What and Where Is Jutland?

Jutland (orange)
••• Jutland (orange).

Jutland, a low-lying peninsula in western Denmark, separates the North and Baltic seas. The 11,500-square mile peninsula, home to about 2.5 million Danes, borders Germany to the south. Indeed, Jutland was the site of a famous World War I naval battle between Brittain and Germany. The biggest cities on Jutland are Aarhus, Aalborg, Esbjerg, Randers and Kolding.


The Jutes -- for whom Jutland is thought to be named -- were one of the three most powerful Germanic peoples during the Nordic iron age, the sixth and fifth centuries B.C., according to Wikipedia.

From their home in Jutland, together with the Angles and Saxons, the Jutes migrated to Great Britain starting in about 450 A.D., sparking the long road to the creation of Great Brittian as well as the history of western civilization.

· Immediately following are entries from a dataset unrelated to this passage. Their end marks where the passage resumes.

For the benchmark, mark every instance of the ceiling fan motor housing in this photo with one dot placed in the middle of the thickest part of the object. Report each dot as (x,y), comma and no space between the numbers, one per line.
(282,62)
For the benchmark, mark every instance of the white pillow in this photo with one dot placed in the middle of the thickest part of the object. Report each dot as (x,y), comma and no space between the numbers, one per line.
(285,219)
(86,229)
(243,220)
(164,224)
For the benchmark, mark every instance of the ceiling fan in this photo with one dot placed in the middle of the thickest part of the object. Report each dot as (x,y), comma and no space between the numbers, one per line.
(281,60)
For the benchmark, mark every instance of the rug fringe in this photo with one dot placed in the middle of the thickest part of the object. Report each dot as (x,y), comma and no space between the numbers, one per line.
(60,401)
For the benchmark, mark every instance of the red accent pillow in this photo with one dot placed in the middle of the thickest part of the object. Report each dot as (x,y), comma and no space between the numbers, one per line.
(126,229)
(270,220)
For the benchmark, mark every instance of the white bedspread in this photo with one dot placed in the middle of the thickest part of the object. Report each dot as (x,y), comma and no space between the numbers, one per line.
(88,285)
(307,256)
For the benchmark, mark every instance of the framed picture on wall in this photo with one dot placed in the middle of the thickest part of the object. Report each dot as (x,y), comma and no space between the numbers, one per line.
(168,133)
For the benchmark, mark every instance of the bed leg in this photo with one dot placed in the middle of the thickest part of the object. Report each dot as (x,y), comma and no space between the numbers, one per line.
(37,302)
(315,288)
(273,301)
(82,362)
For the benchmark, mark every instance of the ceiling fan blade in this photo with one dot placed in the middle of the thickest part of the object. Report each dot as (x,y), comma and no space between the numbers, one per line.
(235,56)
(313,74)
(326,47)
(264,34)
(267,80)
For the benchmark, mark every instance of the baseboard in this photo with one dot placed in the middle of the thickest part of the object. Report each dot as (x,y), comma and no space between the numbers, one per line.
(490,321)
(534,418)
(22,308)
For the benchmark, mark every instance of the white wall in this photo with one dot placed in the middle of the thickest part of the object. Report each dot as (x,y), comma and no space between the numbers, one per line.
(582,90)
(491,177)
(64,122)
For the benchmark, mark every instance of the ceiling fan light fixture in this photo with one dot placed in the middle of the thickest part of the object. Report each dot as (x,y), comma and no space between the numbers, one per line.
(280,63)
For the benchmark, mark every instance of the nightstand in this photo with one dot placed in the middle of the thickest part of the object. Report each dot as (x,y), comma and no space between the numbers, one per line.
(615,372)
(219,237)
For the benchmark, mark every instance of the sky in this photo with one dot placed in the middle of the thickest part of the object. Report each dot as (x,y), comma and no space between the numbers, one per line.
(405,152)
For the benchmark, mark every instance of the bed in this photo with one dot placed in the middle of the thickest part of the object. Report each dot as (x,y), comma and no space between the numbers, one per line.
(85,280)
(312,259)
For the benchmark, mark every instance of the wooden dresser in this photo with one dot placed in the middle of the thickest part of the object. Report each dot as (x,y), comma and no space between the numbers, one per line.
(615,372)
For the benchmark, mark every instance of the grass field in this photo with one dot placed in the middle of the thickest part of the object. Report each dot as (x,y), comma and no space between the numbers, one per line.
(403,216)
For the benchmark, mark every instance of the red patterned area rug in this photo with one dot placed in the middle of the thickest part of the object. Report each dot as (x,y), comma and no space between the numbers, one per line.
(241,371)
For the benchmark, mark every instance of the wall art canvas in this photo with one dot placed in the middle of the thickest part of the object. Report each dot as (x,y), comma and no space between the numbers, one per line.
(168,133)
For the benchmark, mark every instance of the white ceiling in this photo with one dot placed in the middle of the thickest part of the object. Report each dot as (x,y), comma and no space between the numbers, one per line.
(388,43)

The Saxons inhabited the southernmost part of the peninsula until Charlemagne violently subdued them in 804, after 30 years of fighting, Wikipedia notes. The Danes -- including Jutland -- united in 965 A.D. The Code of Jutland, a civil code enacted under Valdemar II of Denmark in 1241, created a uniform set of laws governing Jutland and other settlements in Denmark. 

One other historical incident of note was the Battle of Jutland fought between the British Royal Navy and the Imperial German Navy from May 31 to June 1, 1916, at the height of World War I. The battle ended in somewhat of a stalemate, with the British losing twice as many ships and men but also containing the German fleet.

Jutland's Topography

Denmark is a low-lying country. According to Nations Encyclopedia, the average altitude of Denmark is about 100 feet; indeed, the highest point in the country, Yding Skovhoj in southeastern Jutland, is only 568 feet. The encyclopedia notes that along the southern coast of the island of Lolland, and in a few other areas, Jutland's coast is protected by dikes.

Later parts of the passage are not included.